Contour Maps and Spatial Changes in Water Levels
A cone of depression is a localized drop in water table elevation, with groundwater
flowing downward toward the center of the cone. If rates of groundwater withdrawal exceed the
rate of aquifer recharge from streams and infiltration from upland areas, then a cone of
depression forms around the well or wells involved. Historical groundwater elevation contours
show that groundwater was flowing southeast in the lowland area just north of Malheur and
Harney Lakes (Figure 14). But more current contour maps show a large cone of depression just
north of Harney Lake. This may be due to overexploitation of the aquifer because the localized
drawdown appears in the form of a cone of depression that is characteristic of pumping.

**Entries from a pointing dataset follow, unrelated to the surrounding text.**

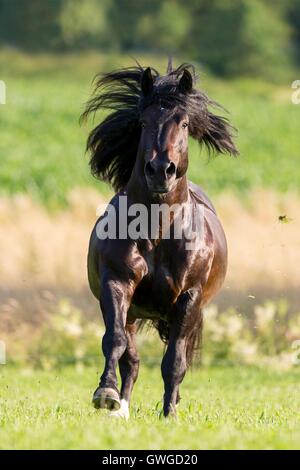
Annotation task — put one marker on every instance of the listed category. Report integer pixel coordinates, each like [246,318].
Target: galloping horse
[141,148]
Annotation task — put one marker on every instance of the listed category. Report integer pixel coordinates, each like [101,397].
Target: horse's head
[151,120]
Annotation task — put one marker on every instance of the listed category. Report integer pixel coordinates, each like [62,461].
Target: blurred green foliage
[42,146]
[249,37]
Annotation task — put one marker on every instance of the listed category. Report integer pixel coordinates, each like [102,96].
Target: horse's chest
[159,289]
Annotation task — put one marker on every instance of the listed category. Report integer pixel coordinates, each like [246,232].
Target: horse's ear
[186,82]
[147,82]
[218,135]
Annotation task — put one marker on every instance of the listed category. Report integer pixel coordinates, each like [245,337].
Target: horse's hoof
[122,413]
[106,398]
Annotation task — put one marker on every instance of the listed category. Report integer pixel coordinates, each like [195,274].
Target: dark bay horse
[141,148]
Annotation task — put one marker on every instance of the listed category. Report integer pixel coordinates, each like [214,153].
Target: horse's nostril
[171,170]
[149,170]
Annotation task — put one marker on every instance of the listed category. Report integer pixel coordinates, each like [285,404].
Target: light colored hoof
[122,412]
[106,398]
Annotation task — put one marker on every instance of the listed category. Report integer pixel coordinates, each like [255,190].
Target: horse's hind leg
[129,367]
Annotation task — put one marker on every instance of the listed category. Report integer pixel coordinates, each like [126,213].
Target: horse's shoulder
[201,196]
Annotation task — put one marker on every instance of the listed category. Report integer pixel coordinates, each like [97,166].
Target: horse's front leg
[129,368]
[185,327]
[115,298]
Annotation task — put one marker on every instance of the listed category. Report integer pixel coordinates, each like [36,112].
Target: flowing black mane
[114,142]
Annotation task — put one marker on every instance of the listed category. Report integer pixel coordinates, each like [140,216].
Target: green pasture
[221,408]
[42,146]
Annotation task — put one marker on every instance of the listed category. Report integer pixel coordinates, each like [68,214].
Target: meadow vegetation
[43,147]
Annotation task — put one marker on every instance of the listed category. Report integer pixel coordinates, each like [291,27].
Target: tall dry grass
[43,254]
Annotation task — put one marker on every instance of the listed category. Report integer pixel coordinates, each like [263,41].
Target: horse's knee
[172,370]
[114,342]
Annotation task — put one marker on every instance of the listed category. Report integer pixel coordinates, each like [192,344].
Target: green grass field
[221,408]
[42,145]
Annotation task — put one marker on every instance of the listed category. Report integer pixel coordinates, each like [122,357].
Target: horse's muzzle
[160,176]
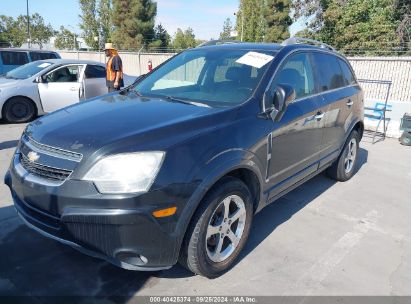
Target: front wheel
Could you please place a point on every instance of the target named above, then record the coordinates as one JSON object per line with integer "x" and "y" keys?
{"x": 219, "y": 229}
{"x": 18, "y": 110}
{"x": 344, "y": 167}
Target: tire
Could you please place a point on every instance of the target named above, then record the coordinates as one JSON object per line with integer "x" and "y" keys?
{"x": 18, "y": 110}
{"x": 200, "y": 251}
{"x": 344, "y": 167}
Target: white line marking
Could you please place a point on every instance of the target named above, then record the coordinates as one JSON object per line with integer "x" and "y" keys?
{"x": 311, "y": 280}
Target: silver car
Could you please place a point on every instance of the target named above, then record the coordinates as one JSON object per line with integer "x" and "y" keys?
{"x": 44, "y": 86}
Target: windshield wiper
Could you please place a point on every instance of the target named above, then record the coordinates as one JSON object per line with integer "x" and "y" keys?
{"x": 193, "y": 103}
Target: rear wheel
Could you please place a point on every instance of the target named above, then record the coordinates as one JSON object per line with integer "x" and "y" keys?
{"x": 344, "y": 167}
{"x": 219, "y": 229}
{"x": 18, "y": 110}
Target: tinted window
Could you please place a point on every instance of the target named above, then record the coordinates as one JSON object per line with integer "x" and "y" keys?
{"x": 329, "y": 72}
{"x": 42, "y": 56}
{"x": 14, "y": 58}
{"x": 28, "y": 70}
{"x": 95, "y": 71}
{"x": 65, "y": 74}
{"x": 347, "y": 73}
{"x": 297, "y": 72}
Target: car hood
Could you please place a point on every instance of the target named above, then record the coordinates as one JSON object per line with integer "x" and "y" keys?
{"x": 122, "y": 123}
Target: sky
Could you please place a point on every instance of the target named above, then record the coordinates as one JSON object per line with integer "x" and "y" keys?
{"x": 205, "y": 17}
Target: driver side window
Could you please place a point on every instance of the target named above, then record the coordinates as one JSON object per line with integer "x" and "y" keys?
{"x": 65, "y": 74}
{"x": 298, "y": 73}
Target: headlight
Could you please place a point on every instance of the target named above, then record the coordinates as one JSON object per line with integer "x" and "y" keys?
{"x": 126, "y": 173}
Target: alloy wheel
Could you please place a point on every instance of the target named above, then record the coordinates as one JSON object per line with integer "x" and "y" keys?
{"x": 225, "y": 228}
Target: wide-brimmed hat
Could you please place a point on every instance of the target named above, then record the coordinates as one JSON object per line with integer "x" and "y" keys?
{"x": 109, "y": 46}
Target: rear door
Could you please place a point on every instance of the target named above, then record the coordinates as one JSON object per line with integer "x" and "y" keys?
{"x": 61, "y": 87}
{"x": 295, "y": 141}
{"x": 94, "y": 82}
{"x": 338, "y": 97}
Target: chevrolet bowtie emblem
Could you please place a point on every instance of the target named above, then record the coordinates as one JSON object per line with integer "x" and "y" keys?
{"x": 33, "y": 156}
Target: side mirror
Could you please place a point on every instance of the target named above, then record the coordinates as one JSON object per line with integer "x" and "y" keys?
{"x": 284, "y": 94}
{"x": 139, "y": 78}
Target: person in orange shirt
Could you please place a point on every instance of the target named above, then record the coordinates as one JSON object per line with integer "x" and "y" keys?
{"x": 114, "y": 69}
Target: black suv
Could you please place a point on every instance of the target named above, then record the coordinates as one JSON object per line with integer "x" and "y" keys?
{"x": 174, "y": 167}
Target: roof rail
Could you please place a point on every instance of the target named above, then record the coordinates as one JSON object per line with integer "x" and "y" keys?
{"x": 299, "y": 40}
{"x": 219, "y": 41}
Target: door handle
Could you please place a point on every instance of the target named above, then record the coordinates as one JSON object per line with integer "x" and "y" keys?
{"x": 319, "y": 115}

For the
2015 contour map, this cone interrupts the mostly parallel gradient of contour lines established in
1932, causing the groundwater to change trajectory toward the southwest (Figure 15). Satellite
imagery of this localized cone of depression reveals that this is an area of agricultural
development and irrigation with little to no available surface water (Figure 16). There are nearby
lakes, but it does not appear that any water from the lakes is being diverted to these fields.
Surface Water Resources
This study greatly simplified the surface water system for the purposes of
evaluating overall qualitative trends in more densely populated areas. The Silvies River is a
meandering river with several branches and calculated downstream flow values do not take into
account branching in the stream or any variations in flow velocity between the measurement
point at station 10393500 and points of surface water diversion. Amount of water withdrawn
was assumed to be the maximum amount allowed by the Water Resources Department.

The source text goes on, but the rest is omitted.